Questa volta, però, Netanyahu ha stabilito un altro primato, compiendo un atto di aggressione inedito: l’attacco aereo al consolato iraniano a Damasco, in Siria che, il 1° di aprile, ha ucciso 16 persone, fra cui due generali dei Guardiani della rivoluzione. Un’ulteriore escalation nella provocazione a Teheran, per allargare il conflitto in Medioriente, tirando per la giacca gli Usa e i loro alleati europei - Francia, Gran Bretagna e Germania.  Il governo iraniano ha dichiarato che avrebbe esercitato il proprio diritto all’autodifesa e, il 13 sera, ha fatto partire decine di missili e droni “su dei bersagli specifici all’interno dei territori occupati”: in risposta “ai numerosi crimini commessi dal regime sionista”, nello specifico l’attacco contro la sezione consolare a Damasco. Il mattino di quello stesso giorno, le forze speciali marittime dei guardiani della rivoluzione iraniana si erano impadronite del porta-container Msc Aries, circa un centinaio di chilometri a nord della città emiratina di Foujeyra. Una nave battente bandiera portoghese, ma riconducibile alla società Zodiac che – ha fatto sapere l’agenzia stampa iraniana Irna – “appartiene al capitalista sionista Eyal Ofer”.

Dopo lo schiaffo del 7 ottobre, inflitto dalla resistenza palestinese al regime occupante, il quale ha dato inizio al genocidio programmato da Netanyahu, ci sono stati numerosi attacchi contro navi dirette a Tel Aviv che transitavano nel mar Rosso e nel golfo di Aden o che commerciavano con Israele. Attacchi sempre rivendicati dalle milizie yemenite Houthi, mentre questa volta Teheran ha voluto marcare una risposta simmetrica a un attacco diretto: la prima dal 1948.

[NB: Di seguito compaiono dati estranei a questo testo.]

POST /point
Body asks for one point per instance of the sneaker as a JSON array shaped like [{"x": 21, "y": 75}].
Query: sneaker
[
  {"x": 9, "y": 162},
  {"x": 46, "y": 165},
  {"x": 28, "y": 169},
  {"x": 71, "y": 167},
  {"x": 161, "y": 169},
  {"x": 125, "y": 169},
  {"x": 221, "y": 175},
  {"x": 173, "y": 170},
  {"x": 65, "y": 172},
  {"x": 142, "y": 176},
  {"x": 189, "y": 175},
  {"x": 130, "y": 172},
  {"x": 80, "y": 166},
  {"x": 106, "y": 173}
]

Netanyahu e i suoi alleati europei, diretti dagli Usa – Francia, Gran Bretagna e Germania – i cui ambasciatori sono stati convocati da Teheran -, hanno ammesso di aver contrastato direttamente i droni iraniani. Un attacco massiccio ma volutamente dimostrativo che, per essere respinto, secondo il giornale israeliano Yedioth Ahronoth, ha richiesto l’impiego di missili da difesa aerea costati un miliardo di dollari. Gli Stati uniti sono già decisi a compensare “la spesa” con l’invio di nuovi aiuti militari, che i repubblicani maggioritari alla Camera vogliono accelerare.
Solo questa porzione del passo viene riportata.